• Renata Keller hat die Klappstuhlgespräche initiiert. Sie liebt den Dialog, aber auch die Stille. · Bild: Marianne Ruch

  • Von links: Sabine Rothenbühler, Renata Keller und Sabine Koch in der «Dorfmitti Lützelflüh». · Bild: Marianne Ruch

11.11.2022
Emmental

Klappstuhlgespräche – Dialog statt Diskussion

In der «Dorfmitti Lützelflüh» einen zweistündigen Dialog mit rund zehn wild zusammengewürfelten Personen führen, ohne Themenvorgabe. Reden diese Personen wirklich miteinander? Ja, sagt Renata Keller. Sie ist die Initiantin der Klappstuhlgespräche in Lützelflüh. Wie kam sie auf die Idee? Was möchte sie mit diesen Gesprächen erreichen?

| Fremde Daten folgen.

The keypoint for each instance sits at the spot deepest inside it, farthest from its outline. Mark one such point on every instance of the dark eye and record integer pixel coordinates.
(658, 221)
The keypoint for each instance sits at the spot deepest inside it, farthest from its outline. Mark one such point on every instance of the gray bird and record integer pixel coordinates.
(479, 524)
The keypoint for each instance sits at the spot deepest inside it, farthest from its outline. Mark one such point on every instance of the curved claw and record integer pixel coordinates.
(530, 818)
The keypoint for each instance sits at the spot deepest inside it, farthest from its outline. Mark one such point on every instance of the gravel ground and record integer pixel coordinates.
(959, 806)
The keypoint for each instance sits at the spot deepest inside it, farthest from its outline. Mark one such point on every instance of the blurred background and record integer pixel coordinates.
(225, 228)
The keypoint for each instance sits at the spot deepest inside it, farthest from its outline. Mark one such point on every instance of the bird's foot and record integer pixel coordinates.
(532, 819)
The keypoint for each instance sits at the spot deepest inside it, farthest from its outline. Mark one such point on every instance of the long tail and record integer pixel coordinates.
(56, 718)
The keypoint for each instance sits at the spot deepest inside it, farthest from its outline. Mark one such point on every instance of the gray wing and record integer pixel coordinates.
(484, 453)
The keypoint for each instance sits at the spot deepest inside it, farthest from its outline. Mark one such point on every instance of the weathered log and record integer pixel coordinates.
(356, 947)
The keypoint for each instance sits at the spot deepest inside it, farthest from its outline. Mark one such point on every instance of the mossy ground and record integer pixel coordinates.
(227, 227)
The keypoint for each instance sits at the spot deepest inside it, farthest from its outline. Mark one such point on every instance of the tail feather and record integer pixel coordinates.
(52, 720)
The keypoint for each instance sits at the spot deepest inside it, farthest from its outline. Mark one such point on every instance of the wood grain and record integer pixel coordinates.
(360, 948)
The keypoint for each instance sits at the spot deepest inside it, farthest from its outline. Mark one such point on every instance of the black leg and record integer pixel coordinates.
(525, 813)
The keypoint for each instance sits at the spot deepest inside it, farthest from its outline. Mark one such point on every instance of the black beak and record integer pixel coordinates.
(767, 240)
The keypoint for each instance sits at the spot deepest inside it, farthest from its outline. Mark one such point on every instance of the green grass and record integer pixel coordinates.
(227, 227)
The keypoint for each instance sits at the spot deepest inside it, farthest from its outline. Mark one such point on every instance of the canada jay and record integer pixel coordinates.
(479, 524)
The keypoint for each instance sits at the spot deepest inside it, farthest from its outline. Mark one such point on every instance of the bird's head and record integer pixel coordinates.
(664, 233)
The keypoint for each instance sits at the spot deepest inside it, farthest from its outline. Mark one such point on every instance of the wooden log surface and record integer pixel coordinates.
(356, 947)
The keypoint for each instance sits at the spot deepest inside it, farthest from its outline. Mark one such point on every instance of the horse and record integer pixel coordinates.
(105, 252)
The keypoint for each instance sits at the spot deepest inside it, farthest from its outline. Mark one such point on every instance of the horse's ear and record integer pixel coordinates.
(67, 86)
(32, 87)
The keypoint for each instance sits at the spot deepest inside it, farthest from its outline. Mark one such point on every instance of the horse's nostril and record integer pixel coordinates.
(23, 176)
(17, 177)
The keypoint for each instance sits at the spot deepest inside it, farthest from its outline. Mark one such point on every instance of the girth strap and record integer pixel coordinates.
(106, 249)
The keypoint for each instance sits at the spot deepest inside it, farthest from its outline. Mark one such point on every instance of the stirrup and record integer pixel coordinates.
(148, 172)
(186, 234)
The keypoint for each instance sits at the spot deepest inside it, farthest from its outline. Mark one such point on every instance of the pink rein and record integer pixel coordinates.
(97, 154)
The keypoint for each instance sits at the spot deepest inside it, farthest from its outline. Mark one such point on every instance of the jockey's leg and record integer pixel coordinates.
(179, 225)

Lützelflüh · Renata Keller ist Filmemacherin, arbeitet als Lehrerin an einer Berufsfachschule und ist auch eine leidenschaftliche Dialogbegleiterin. Seit über 20 Jahren begleitet sie Gespräche mit Erwachsenen und Jugendlichen mit Themen wie: Was bewegt uns und unsere Mitmenschen? Welche Ängste haben wir? Wie gehen wir mit unterschiedlichen Meinungen um? Wovon träumen wir? Wie wollen wir einander begegnen, miteinander leben? Wo wollen wir gemeinsam hin? Vor zehn Jahren absolvierte sie die Ausbildung zum «European Dialog Facilitator». Auf Deutsch: Dialogbegleiterin.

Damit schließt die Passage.